L’analisi qui presentata risponde perciò a diverse esigenze, con l’obiettivo di aprire un cantiere di ricerca allargato nella direzione di una critica dell’economia politica della logistica. La prima consiste nell’introdurre i lettori non specializzati a un universo di termini, concetti e dinamiche alla cui crescente rilevanza non corrisponde ancora un’adeguata attenzione analitica. La seconda è mostrare il carattere politico di una sintesi logistica che, proprio per il suo carattere apparentemente tecnico-economico, rimane nascosta allo sguardo della teoria politica. Questo libro si rivolge tuttavia anche a chi, invece, di logistica si occupa e volesse collocare le sue conoscenze dirette all’interno di una cornice concettuale e critica più ampia. La speranza è che diversi lettori, superando i rigidi confini disciplinari, vi possano trovare utili spunti per considerare la logistica meritoria di un’attenzione autonoma, ma non specialistica.

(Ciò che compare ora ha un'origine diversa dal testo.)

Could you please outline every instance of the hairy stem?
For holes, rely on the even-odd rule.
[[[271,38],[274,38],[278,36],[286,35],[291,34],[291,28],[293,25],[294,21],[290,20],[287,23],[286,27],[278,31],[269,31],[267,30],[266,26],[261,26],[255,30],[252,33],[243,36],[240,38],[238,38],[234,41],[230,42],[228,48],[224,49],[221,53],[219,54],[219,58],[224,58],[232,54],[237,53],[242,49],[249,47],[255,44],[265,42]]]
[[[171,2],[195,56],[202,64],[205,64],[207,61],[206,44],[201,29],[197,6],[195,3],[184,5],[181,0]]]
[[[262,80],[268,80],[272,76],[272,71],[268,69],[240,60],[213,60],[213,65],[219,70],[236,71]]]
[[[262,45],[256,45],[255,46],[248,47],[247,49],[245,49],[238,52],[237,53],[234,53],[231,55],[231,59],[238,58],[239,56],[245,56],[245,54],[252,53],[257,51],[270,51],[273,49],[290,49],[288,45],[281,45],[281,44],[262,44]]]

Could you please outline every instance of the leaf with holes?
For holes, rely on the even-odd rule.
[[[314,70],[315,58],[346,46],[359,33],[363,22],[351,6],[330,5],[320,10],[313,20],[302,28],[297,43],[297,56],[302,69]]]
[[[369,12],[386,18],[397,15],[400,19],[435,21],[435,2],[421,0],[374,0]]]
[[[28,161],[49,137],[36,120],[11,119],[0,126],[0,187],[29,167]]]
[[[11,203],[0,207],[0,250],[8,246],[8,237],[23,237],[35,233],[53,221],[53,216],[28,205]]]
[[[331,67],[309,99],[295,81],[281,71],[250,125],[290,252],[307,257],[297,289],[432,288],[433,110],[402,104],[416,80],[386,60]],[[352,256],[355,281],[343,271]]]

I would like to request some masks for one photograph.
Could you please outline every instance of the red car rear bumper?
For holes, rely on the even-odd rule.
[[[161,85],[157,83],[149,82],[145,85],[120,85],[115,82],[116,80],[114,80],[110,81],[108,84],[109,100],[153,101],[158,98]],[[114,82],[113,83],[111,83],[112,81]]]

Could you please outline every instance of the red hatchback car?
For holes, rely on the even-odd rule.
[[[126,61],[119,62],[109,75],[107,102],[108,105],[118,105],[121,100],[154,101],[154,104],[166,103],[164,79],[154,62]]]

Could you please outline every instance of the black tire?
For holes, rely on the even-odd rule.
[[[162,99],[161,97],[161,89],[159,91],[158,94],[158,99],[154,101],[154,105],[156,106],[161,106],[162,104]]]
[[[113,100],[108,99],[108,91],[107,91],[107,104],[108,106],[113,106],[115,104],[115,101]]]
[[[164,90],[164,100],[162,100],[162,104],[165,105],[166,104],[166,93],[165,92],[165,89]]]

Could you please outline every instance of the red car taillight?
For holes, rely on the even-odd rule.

Arrighi G., Silver B.J. (2006), Caos e governo del mondo. Come cambiano le egemonie e gli equilibri planetari, Bruno Mondadori, Milano.

Ferrozzi C., Shapiro R. (2000), Dalla Logistica al Supply Chain Management. Teorie ed esperienze, Isedi, Torino.

International Labour Organization (2015), World Employement and Social Outlook – The Changing Nature of Jobs.

Sassen S. (2014), Expulsions. Brutality and Complexity in the Global Economy, Belknap Press, Cambridge-London.